Hu reassures island on agricultural links

PUBLISHED : Tuesday, 01 February, 2011, 12:00am
UPDATED : Tuesday, 01 February, 2011, 12:00am

President Hu Jintao has written to two Taiwanese agricultural associations in a bid to allay fears that cheap mainland produce will flood the island's agricultural markets after the Economic Co-operation Framework Agreement took effect on January 1.

The brief message, written in response to a Lunar New Year greeting the associations sent to Hu last month, welcomed investment by Taiwanese agricultural companies on the mainland and spoke in glowing terms of Taiwanese farmers' 'vast' opportunities in the market across the strait.

'I am delighted to learn that your development on the mainland is progressing smoothly and you are producing high-quality goods,' the Fujian Daily quoted Hu as writing.

'This is sufficient to prove that cross-strait agricultural co-operation has great potential and Taiwanese farmers have vast space to develop in the mainland market.'

It was Hu's first letter to Taiwanese civilian organisations since he assumed office, Taiwan's United Daily reported.

The two associations represent about 300 businesses investing in two agricultural development projects in southern Fujian's Zhangpu and Zhangping counties.

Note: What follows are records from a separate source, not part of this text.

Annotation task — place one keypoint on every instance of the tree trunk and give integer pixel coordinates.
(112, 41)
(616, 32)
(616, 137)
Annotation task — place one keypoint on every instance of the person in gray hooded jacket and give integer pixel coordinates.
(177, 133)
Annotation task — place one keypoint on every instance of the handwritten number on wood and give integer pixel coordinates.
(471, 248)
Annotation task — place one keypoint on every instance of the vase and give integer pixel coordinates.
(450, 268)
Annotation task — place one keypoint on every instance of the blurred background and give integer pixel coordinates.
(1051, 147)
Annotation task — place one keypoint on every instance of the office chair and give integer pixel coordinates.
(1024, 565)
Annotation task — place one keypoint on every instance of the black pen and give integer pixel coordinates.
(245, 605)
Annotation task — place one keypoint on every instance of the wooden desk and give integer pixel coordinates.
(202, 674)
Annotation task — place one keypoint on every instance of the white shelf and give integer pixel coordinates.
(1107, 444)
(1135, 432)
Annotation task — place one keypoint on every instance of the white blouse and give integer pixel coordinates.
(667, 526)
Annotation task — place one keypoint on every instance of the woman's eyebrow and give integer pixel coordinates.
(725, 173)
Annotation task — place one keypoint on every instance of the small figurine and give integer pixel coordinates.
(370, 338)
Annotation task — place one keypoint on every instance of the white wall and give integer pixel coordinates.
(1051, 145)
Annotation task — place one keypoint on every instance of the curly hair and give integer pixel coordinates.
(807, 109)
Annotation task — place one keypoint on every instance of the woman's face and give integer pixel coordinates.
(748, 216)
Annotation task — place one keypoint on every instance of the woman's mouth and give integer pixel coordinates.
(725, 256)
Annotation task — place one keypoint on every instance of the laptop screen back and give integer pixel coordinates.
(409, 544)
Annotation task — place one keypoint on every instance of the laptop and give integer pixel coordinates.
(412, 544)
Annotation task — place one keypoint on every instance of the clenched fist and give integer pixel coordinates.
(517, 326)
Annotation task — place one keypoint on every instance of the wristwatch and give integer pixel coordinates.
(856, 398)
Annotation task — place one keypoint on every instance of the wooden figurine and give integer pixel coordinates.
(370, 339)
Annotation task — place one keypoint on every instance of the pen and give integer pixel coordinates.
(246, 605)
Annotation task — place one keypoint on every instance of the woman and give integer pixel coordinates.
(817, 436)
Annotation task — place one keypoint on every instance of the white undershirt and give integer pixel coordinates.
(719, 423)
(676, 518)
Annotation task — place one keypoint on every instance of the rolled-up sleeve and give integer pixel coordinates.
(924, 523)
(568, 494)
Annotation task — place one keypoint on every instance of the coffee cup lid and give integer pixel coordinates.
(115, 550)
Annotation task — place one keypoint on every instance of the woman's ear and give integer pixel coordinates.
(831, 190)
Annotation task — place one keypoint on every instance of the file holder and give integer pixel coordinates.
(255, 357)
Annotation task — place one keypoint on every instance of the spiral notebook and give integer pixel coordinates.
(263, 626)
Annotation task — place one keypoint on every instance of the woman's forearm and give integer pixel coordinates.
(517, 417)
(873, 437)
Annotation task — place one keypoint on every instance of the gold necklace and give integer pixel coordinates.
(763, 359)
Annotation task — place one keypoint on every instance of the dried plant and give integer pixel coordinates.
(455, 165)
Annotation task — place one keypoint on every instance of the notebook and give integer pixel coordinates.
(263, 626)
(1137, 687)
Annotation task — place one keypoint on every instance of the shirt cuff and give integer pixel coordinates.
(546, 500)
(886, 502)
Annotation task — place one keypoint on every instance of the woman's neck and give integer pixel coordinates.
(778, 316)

Hu visited the investment zones during the Lunar New Year last year, and the two associations sent him a report on January 20 to update him on their development since then.

Hu said he had a clear recollection of the visit, and had been impressed by the two groups' efforts to work with mainland compatriots to expand new markets, develop technology and preserve the 'long-established traditions of the Chinese people's agricultural culture'.

He encouraged the associations to spread the word among the Taiwanese farming community.

'Give my regards to our Taiwanese farming friends and welcome them to come to the mainland regularly, to visit family and friends, to inspect and study, or to develop businesses,' he wrote.

The ECFA is a quasi-free-trade agreement signed in June.

It grants Taiwanese greater access to the mainland's service sectors, including the insurance, financial services and consumer markets, and cuts import tariffs on more than 500 types of goods, including agricultural produce, cars and electronic products.

Taiwan agreed to cut tariffs on 267 items from the mainland.